Everyone has large photo collections these days. How can you intelligently find all pictures in which your dog appears? How can you find all pictures in which you are frowning? Can we make cars smart, e.g., can the car drive you to school while you finish your last homework? How can a home robot understand the environment, e.g., switch on a tv when being told so and serve you dinner? If you take a few pictures of your living room, can you reconstruct it in 3D (which allows you to render it from any new viewpoint and thus allows you to create a "virtual tour" of your room)? Can you reconstruct it from one image alone? How can you efficiently browse your home movie collection, e.g. find all shots in which Tom Cruise is chasing a bad guy?
Prerequisites: A second year course in data structures (e.g., CSC263H), first year calculus (e.g., MAT135Y), and linear algebra (e.g., MAT223H) are required.

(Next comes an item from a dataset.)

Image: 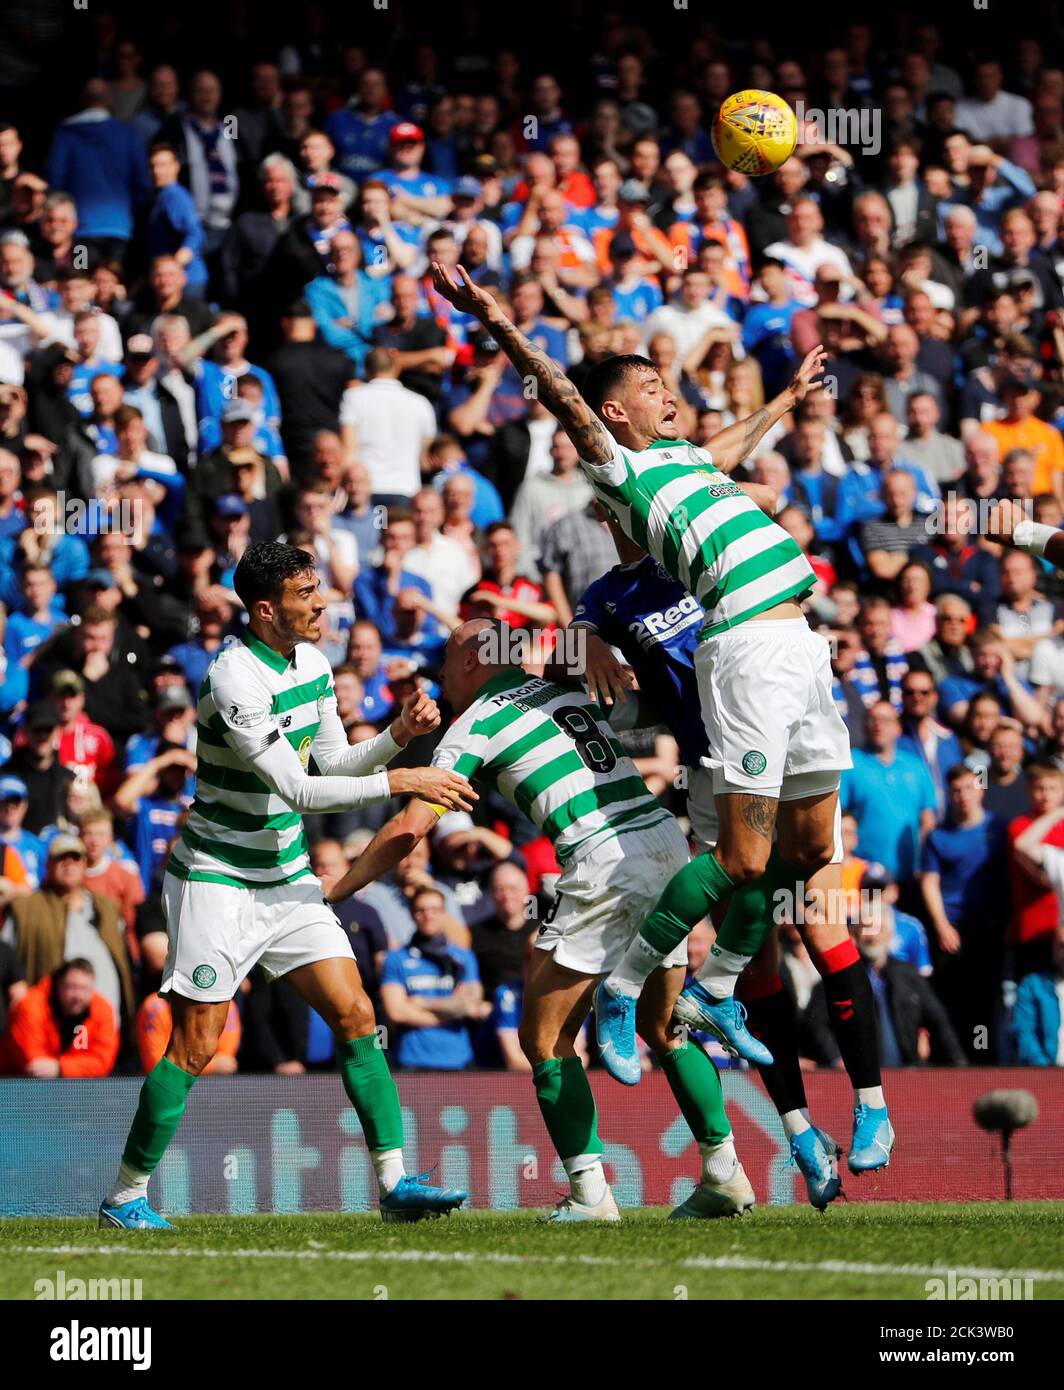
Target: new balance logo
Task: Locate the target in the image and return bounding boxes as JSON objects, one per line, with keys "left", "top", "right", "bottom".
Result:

Students who have not taken CSC320H will be expected to do some extra reading (e.g., on image gradients). Matlab will extensively used in the programming excercises, so any prior exposure to it is a plus (but not a requirement).
The information sheet for the class is available here.
You are expected to do some programming assignments for the class. You can code in either Matlab, Python or C. However, in class we will provide the examples and functions in Matlab. Note also that most Computer Vision code online is in Matlab so it's useful to learn it. Knowing C is only a plus since you can interface your C code to Matlab via "mex".
Please make sure you have access to MATLAB with the Image Processing Toolbox installed.
This class uses piazza. On this webpage, we will post announcements and assignments. The students will also be able to post questions and discussions in a forum style manner, either to their instructors or to their peers.
Please sign up here in the beginning of class.
We will not directly follow any textbook, however, we will require some reading in the textbook below. Additional readings and material will be posted in the schedule table as well as the resources section.
The textbook is freely available online and provides a great resource for introduction to computer vision.
We will be reading the Sept 3, 2010 version.
Each student is expected to complete five assignments which will be in the form of problem sets and programming problems, and complete a project.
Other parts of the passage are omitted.